Tanta took things further, looking at the entire appraisal industry itself, including some legal repercussions of what might happen depending on how the lawsuit progresses.
Tanta's must read post is called WaMu and The Rep War.
Following are a few snips:
Fannie Mae is saying that WaMu will take back any loans with dubious appraisals this "independent examiner" digs up. WaMu is saying that it will "rigorously" avoid doing so.
WaMu is also saying, in effect, that it signed a contract with eAppraiseIT that puts all liability for inflated appraisals on eAppraiseIT.
Fannie Mae is saying, in effect, that it signed a contract with WaMu that puts all liability for inflated appraisals on WaMu.
This is very interesting precisely because it isn't going to be about inflated appraisals. It's going to be about how far anyone can get away with two practices that are the lynch-pins of the mortgage industry: outsourcing regulatory liability to a third party bag-holder and doing business on a representation and warranty basis without pre-sale due diligence.
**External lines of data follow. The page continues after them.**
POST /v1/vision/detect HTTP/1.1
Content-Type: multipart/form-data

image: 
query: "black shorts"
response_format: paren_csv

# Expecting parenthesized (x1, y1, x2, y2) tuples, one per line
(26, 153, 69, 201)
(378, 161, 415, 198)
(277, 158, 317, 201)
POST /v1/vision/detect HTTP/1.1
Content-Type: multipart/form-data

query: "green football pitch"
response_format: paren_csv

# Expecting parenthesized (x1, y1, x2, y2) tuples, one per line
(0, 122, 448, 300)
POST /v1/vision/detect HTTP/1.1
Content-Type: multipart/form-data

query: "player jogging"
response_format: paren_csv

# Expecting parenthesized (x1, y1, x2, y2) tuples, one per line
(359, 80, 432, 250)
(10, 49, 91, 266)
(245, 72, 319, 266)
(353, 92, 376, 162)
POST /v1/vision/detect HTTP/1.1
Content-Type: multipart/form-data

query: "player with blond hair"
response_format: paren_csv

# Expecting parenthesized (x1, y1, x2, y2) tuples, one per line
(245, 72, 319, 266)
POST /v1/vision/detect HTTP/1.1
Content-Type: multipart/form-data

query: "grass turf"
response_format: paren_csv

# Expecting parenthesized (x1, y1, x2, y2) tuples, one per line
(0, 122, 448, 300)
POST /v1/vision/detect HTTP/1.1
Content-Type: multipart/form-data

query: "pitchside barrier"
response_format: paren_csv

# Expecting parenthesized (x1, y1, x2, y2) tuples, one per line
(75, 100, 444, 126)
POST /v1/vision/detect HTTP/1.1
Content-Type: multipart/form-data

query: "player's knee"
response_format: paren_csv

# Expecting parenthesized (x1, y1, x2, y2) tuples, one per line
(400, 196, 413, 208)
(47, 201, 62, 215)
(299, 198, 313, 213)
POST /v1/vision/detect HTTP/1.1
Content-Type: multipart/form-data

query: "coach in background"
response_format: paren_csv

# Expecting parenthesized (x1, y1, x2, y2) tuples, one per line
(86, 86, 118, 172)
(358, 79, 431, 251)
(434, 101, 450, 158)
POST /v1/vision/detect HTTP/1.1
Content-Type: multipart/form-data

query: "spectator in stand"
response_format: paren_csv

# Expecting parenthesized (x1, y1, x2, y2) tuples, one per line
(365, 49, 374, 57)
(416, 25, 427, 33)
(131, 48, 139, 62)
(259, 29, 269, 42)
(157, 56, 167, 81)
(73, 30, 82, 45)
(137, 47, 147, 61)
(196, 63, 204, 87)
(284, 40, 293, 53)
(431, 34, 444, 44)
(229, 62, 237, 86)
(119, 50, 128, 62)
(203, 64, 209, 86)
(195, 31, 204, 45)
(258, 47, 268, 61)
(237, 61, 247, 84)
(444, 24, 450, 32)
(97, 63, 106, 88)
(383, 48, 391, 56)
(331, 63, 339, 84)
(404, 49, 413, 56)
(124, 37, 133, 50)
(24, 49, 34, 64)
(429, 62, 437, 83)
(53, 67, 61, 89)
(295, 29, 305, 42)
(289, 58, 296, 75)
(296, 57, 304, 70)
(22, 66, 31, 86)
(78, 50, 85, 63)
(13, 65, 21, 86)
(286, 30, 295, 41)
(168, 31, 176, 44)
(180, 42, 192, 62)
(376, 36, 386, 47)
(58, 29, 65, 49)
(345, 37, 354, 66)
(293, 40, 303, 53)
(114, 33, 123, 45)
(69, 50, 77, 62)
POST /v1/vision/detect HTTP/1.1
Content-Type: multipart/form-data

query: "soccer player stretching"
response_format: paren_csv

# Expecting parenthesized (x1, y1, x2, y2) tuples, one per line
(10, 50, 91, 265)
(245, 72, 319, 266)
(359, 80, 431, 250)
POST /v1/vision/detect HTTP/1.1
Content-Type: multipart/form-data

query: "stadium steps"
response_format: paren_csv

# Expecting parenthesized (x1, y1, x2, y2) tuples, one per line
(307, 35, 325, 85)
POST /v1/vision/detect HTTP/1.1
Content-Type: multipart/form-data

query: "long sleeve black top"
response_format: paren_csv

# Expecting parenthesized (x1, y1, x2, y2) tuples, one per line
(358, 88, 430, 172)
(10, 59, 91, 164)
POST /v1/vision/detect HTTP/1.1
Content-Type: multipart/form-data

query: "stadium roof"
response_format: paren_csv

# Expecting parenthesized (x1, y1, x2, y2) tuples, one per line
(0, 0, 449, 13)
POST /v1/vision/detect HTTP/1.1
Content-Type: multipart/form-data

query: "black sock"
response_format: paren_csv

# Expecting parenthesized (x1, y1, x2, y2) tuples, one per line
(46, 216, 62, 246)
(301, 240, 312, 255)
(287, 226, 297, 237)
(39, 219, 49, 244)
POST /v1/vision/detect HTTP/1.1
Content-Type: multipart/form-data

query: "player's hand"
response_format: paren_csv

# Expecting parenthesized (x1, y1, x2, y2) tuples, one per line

Trust me; all of that stuff is detailed and specific enough that it isn't that hard to find contractual grounds to declare breach and demand repurchase of a loan.
Anyway, this is why the whole flap is scaring the panties off everyone in the mortgage industry, far, far beyond any worry over stiffer appraisal regulation. The core issue here is a cornerstone of the whole "originate and sell" model that has created such a crisis.
If Cuomo's suit makes any headway at all, it will put eAppraiseIT out of business one way or the other. That's because if appraisal management companies are no longer willing or able to write these liability swaps into their contracts, they won't be able to offer what the lenders really want from them. The advantage of doing business this way isn't really about saving a few dollars on outsourcing administrative work for the lenders, it's about getting out from under a huge expensive compliance and legal risk.
No wonder Cramer's head is exploding again. This thing really isn't about appraisals, it's about stopping the game of risk-layoff.
Yes, WaMu (WM) will collapse if it has to take back those loans, but the bigger picture is the entire "originate and sell" model might collapse along with it. Won't that be fun?
The originate to sell model has taken a reputational hit as a result of subprime. Nevertheless, the old-fashioned retail-depository model had had its share of problems throughout its history; we shouldn't forget that securitization helped solve the savings and loan crisis. It would be a shame if in the midst of our current troubles we forgot about how the ability to sell mortgages has deepened the liquidity of prime mortgages, and enabled households to become attached to capital markets in a positive manner.